> if I ask you what's five times six, you don't do the math in your head, you spit out the value of the multiplication table you memorized in primary school
Memorization is one ability people have, but it's not the only one. In the case of LLMs, it's the only ability it has.
Moreover, let's make this clear: LLMs do not memorize the same way people do, they don't memorize the same concepts people do, and they don't memorize the same content people do. This is why LLMs "have hallucinations", "don't follow instructions", "are censored", and "makes common sense mistakes" (these are words people use to characterize LLMs).
> nothing of what everyone does with LLMs daily would ever work
It "works" in the sense that the LLM's output serves a purpose designated by the people. LLMs "work" for certain tasks and don't "work" for others. "Working" doesn't require reasoning from an LLM, any tool can "work" well for certain tasks when used by the people.

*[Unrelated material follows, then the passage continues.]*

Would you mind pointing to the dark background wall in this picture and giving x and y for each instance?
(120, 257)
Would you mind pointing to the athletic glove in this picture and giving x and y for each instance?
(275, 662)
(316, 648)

> averaging the results should help at least a little
Averaging the LLM grading just exacerbates the illusion of LLM reasoning. It only confuses people. Would you ask your hammer to grade how well scissors cut paper? You could do that, and the hammer would say it gets the job done but doesn't cut well because it needs to smash the paper instead of cutting it; Your hammer's just talking in a different language. It's the same here. The LLMs output doesn't necessarily measure what the instructions in the prompt say.
> Human judges are completely inconsistent.
Humans can be inconsistent, but how well the LLM adapts to humans is itself a metric of success.